Tra le lettrici in sala: Alessandra Maugeri, specialista in lingue straniere e traduzioni, che ha declamato “L’ultimo stadio dell’amore è mentire “, scelta nel contesto dell’esame dei fenomeni di corrispondenza tra tipologie fonetico-ritmiche e l’empatia indotta nel lettore. Questa poesia presenta infatti un ritmo particolarmente incalzante, determinato dalle ripetizioni lessicali e fonetiche , poi interrotto, anche graficamente, dalla parola silenzio, con epilogo finale più disteso, discorsivo, corrispondente a resa e rassegnazione.
Sono intervenuti tra i presenti , anche la docente Immacolata Amore sull’esperienza del lettore come co-agente nell’edificazione del testo poetico, nonché sul fenomeno del superamento del possibile stallo indotto da ‘criticità di passaggio’ ricorrenti nella vita di tutti, attraverso la dinamica espressa dal libro, di attraversamento del buio con attiva vocazione alla luce. Con l’occasione è stato anticipato che il libro presentato costituisce il primo tassello di una trilogia che vedrà la luce tra non molto.

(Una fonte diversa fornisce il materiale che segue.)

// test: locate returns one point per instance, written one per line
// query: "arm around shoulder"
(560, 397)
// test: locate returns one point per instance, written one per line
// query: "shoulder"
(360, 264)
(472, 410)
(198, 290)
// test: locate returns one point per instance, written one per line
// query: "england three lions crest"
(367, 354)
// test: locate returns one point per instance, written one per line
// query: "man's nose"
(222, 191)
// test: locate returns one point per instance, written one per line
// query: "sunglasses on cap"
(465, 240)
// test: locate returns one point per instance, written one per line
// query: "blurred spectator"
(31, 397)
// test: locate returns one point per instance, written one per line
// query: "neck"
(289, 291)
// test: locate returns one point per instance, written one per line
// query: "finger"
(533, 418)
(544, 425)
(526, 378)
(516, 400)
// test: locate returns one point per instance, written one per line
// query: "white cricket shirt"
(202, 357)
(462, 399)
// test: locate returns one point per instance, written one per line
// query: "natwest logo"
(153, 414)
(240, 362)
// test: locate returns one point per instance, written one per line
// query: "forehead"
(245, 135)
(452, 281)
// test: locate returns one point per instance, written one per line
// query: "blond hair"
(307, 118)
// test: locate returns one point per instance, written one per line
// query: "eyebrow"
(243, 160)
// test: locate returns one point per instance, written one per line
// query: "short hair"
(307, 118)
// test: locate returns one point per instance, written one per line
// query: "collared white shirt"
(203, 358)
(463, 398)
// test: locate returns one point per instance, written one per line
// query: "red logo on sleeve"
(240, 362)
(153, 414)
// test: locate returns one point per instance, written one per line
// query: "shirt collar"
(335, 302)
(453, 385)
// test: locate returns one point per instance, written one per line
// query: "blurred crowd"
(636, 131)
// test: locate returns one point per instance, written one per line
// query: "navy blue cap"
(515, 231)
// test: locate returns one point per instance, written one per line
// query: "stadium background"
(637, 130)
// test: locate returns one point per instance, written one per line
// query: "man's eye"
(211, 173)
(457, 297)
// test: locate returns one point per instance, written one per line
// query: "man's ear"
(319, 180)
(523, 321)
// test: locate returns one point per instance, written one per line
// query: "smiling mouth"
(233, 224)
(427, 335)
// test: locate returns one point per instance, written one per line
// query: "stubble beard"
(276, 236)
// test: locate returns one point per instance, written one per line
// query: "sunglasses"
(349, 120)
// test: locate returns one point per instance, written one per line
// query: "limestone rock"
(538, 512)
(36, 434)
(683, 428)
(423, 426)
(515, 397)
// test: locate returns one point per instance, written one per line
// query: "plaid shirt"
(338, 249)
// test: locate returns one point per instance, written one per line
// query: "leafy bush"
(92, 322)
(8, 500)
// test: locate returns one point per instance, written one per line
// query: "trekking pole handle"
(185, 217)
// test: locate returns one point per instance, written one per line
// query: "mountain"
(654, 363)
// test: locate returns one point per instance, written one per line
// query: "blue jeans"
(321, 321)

Tra i presenti il regista, scrittore e artista Rolando Attanasio e il Presidente del Centro Studi Erich Fromm, Professoressa Silvana Lautieri. A tal uopo il giornalista Bruno Russo, anche Consigliere del Centro, ha citato il connubio tra cultura poetica e comunicazione attiva che il Centro , a cui da poco è iscritta anche Annarita Camardella, assicura da 30 anni con eventi di spessore anche in sede diplomatica; un esempio sarà il ‘Giorno dell’uomo’ , anniversario del Fromm che quest’anno avverrà al Consolato Francese – Institut Francais – il 14 Ottobre, grazie alla cortesia ed alla disponibilità del Console Generale di Francia per il sud Italia, Laurent Burin des Roziers.